The University of Bremen is a mid-sized university with a broad array of disciplines that has been approved as one of eleven Excellence Universities in 2012 by the German government. Its research profile is shaped to a great extent by marine and climate research, production and manufacturing technology, robotics and social science. UNIHB cooperates strongly with non-university institutes belonging to renowned research societies (Max-Planck, Helmholtz, Fraunhofer, and Leibniz). The Center for Computing and Communication Technologies (TZI) founded in 1985 is part of the University of Bremen and dedicated to application oriented research and development in computer science. Furthermore, computer science is a particulary prominent part of two collaborative research centers in the areas of logistics and spatial cognition.
The Institute of Artificial Intelligence (IAI) is member of the TZI and is headed by Michael Beetz.

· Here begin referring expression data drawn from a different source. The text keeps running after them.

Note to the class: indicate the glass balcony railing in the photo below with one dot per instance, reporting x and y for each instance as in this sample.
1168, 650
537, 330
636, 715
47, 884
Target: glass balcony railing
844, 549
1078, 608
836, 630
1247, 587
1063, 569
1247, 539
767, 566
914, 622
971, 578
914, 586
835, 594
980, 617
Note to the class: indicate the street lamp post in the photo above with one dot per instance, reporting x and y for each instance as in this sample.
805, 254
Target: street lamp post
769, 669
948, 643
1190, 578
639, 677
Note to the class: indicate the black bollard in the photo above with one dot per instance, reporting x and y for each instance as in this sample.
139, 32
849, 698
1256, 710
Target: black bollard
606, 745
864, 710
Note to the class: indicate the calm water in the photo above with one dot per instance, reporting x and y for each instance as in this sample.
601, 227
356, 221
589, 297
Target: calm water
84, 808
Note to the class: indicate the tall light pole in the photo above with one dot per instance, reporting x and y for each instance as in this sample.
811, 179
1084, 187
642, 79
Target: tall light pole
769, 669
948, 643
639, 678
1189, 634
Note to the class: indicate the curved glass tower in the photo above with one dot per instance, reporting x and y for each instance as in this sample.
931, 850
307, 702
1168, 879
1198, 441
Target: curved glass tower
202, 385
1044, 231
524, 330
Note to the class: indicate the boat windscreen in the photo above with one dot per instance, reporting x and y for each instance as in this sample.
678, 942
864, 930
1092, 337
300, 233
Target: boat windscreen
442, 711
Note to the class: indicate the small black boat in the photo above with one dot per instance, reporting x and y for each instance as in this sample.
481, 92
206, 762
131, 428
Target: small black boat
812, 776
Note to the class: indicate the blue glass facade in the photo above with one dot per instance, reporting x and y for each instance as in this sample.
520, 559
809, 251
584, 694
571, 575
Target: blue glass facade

The IAI proceeds previous work of the Intelligent Autonomous Systems (IAS) group at the Department of Informatics at the Technische Universität München, Germany which started already in 2006. The Institute of Artificial Intelligence has a focus on three key research areas. The Intelligent Autonomous Systems group investigates AI-based control methods for robotic agents and has a focus on human-scale everyday manipulation tasks. The second key research area addresses intelligent robotic agents in production and/or logistics scenarios. The third research area has a focus on Wearable Intelligence thereby developing ambient and persuasive systems that assists humans at home, at work, and during everyday acitivities.
The Intelligent Autonomous Systems group employs about 20 doctoral students in the areas of of perception, interpretation, and analysis of intentional activities and plan-based and action aware control of robotic agents. It is one of the core research groups in the German cluster of excellence Cognition for Technical Systems (Cognition for Technical Systems), where it is responsible for one of the demonstrators, the Assistive Kitchen. The IAI is in close contact and exchanges researchers with leading research groups all over the world (Willow Garage, Bosch RTC, CMU, Intel Research Pittsburgh, Georgia Tech, University of Tokyo, LAAS-CNRS, etc.).
The research focus of IAS is cognition-enabled mobile manipulation with a particular emphasis on bridging the gap between AI and robotics control in the context of integrated robot systems. To this end, the focus of IAS research is on knowledge-enabled robot perception, knowledge representation and reasoning for robots, Bayesian cognitive robotics, and plan-based control of robotic agents and the tight integration of these component technologies. IAS has a proven record of successfully demonstrating their research results in the context of complete robotic systems, including autonomous robot soccer and most recently robot roommates making pancakes.
Most research results of the IAS group are provided as open-source software primarily in the ROS software library. For their research activities and the dissemination of these activities as open-source software the group has won an iCub and a PR2 robot. The software contributed to the PR2 beta program (CRAM - Cognitive Robot Abstract Machine) will also form the basis for the integration of symbolic and subsymbolic system components in the RoboHow project. The IAS group also spends considerable efforts on community building for cognition-enabled robot manipulation, organizing various workshops, international Dagstuhl seminars, summer schools and editing special journal editions on the field.